La rencontre eut lieu en plein champ, à un mille environ de la Ville. Messalina se jeta à la tête des chevaux du prince en criant que Claude devait l'écouter, qu'elle était la mère d'Octavie et de Britannicus. Narcissus couvre sa voix en parlant de Silius et du mariage qu'elle venait de célébrer. Puis il fait lancer les chevaux au galop et l'Augusta, en larmes, les vêtements souillés, les cheveux en désordre, est abandonnée sur la route. Pendant toute cette scène, Claude était resté silencieux, tiraillé entre sa tendresse envers l'impératrice et sa peur de n'être plus rien dans l'Empire. La peur finit par l'emporter, puis se fut la colère lorsque Narcissus le conduisit dans la maison de Silius et qu'il vit les dépouilles de la demeure impériale que l'Augusta y avait fait porter. Sans plus attendre, Narcissus l'entraîne au camp des prétoriens et, avec son consentement plutôt que sur son ordre, les tribuns du prétoire arrêtent tous ceux que Narcissus leur désigne. Tous les complices de l'impératrice, ceux qu'elle avait aimés ou qu'elle avait sollicités, et que l'on pouvait soupçonner d'avoir souhaité la mort de Claude, sont traînés au supplice. Silius le premier qui mourut, me dit-on, avec un grand courage. En ne s'opposant pas à Messalina, il avait accepté ce risque, qu'il eût couru également s'il avait résisté. Certes, bien mieux que Claude, il eût mérité de régner !

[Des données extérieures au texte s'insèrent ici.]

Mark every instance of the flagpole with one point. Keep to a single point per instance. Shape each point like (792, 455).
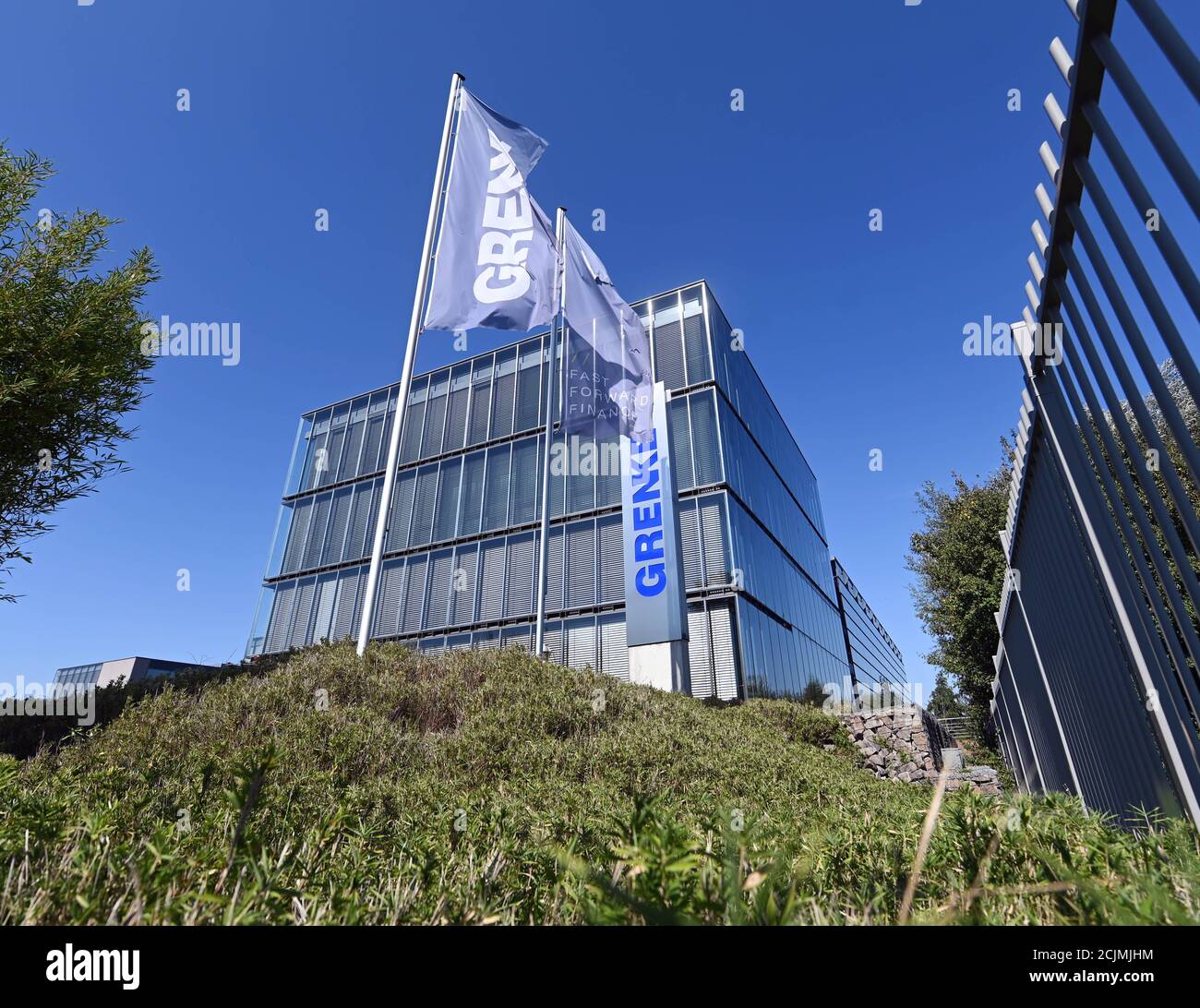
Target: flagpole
(406, 375)
(544, 539)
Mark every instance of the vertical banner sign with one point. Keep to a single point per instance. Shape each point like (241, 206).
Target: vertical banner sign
(495, 267)
(655, 605)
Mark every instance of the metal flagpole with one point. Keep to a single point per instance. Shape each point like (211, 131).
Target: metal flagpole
(544, 540)
(406, 375)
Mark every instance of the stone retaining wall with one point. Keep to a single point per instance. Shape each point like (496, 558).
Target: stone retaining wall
(905, 744)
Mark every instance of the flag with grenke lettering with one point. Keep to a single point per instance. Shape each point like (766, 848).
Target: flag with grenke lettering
(607, 377)
(495, 260)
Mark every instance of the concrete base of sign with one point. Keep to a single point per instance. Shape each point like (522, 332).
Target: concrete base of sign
(663, 666)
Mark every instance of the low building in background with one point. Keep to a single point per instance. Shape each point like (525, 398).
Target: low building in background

Que dirai-je de Messalina ? Après sa vaine tentative, elle était revenue dans ces jardins qu'elle avait tant désirés. Elle n'avait pas encore perdu l'espoir et, non sans énergie, essayait de rédiger sa défense. Peut-être eût-elle réussi à se sauver si Narcissus, sans même consulter Claude, n'avait donné aux soldats l'ordre de la tuer. Le prince, en effet, revenu de sa terreur, après un interminable dîner au cours duquel il avait beaucoup bu, avait fini par déclarer qu'il entendrait le lendemain la "malheureuse Augusta" pour qu'elle présente sa défense...
Les soldats se rendirent donc aux jardins d'Asiaticus. Ils y trouvèrent Messalina, en compagnie de sa mère qui l'engageait à ne pas attendre les exécuteurs, car elle savait bien qu'il ne restait aucun espoir. Une ou deux fois, Messalina essaya d'enfoncer un poignard dans sa gorge. Mais sa main tremblait, et ce fut le tribun du prétoire qui dut lui porter le coup fatal. La tentative de révolution avait échoué.